Jennifer Delgado Suarez dice
Hola Yamila, bienvenida al blog y gracias por dejarnos tus impresiones.
Esta investigación también me resultó una de las más interesantes de las que he leido en la literatura psicológica, por eso pensé en compartirla pues más allá de los números, su poder para llevarnos a reflexionar sobre los estereotipos es enorme.
Un saludo
miau sietemonos dice
Hace algún tiempo estuve hospitalizada por un caso de depresión, que luego etiquetaron como trastorno afectivo bipolar. En esos días sufrí de un fuerte dolor de estómago (entre otras cosas) y se lo reporté a la psiquiatra, pero ella lo ignoró; días después tuve que ser atendida de emergencia por el médico de turno por un ataque de amibas. Luego, revisando la historia, encontré que la psiquiatra había interpretado mi dolor de estómago como una "somatización de mi ansiedad".

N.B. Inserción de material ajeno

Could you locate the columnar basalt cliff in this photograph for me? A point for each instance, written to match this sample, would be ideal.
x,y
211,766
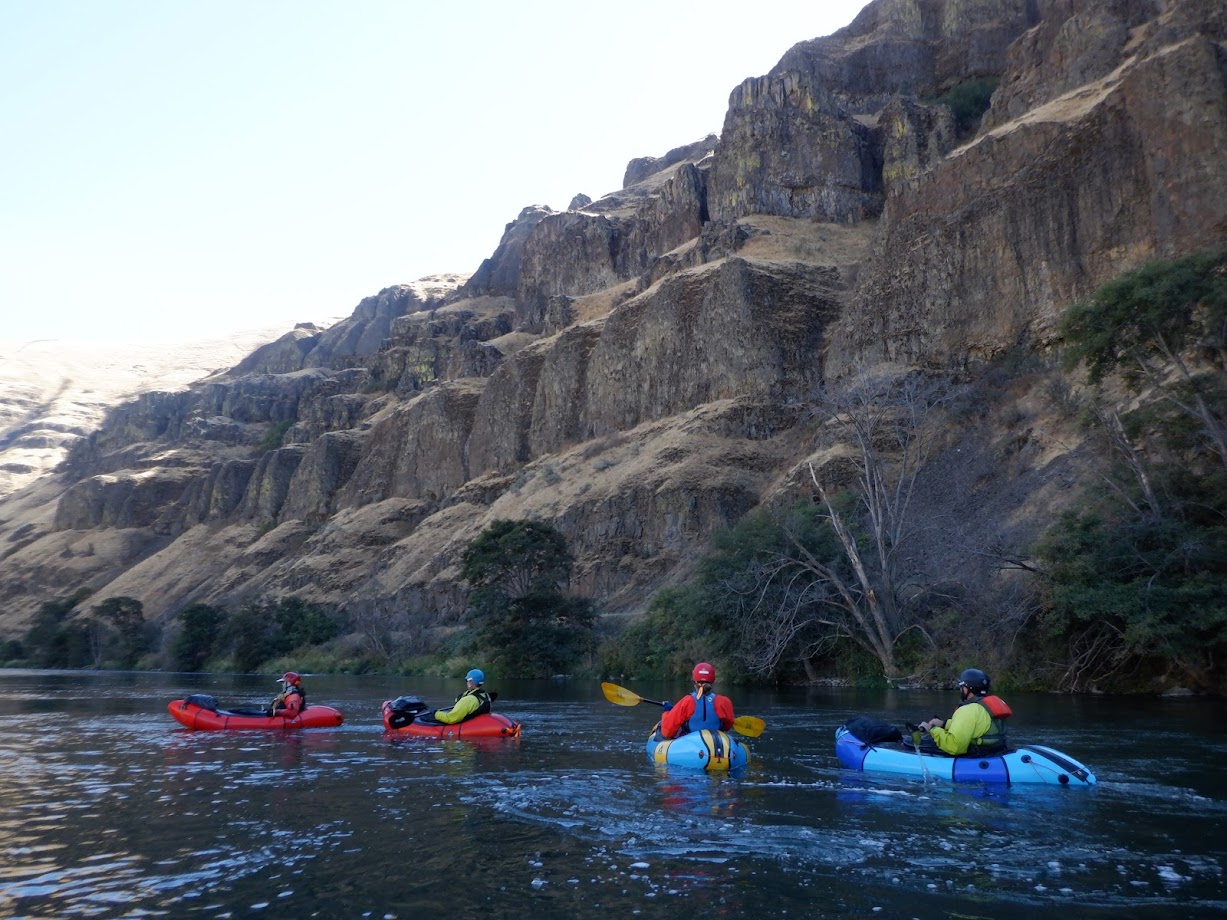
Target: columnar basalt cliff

En esa experiencia aprendí muchísimo al hablar con otros internos. Entendí que etiquetar a las personas con sus enfermedades mentales hace más daño que bien. Estas personas definían su vida y sus acciones en torno a su diagnóstico clínico. Para estas personas no hay más realidad que la de su enfermedad mental, y de esa manera se comportan.
Gracias a ellos, mis compañeros de clínica, aprendí que era yo quien tenía el poder de cómo pensarme, cómo asumir la vida y sentirme al respecto.
Jennifer Delgado Suarez dice
Miau, desgraciadamente, tu caso no es único. Muchos especialistas no ven a la persona sino a la enfermedad. Creen que todo se resuelve con una etiqueta y en muchas ocasiones se opta por el diagnóstico más sencillo (el psicológico) que por descartar las posibles causas somáticas.
Afortunadamente, también existen especialistas que tratan a las personas y se preocupan verdaderamente por ellas.
Creo que tu conclusión es muy certera: "todos tenemos el poder de pensarnos y asumir nuestras vidas en consecuencia con el cómo nos sentimos o nos valoramos".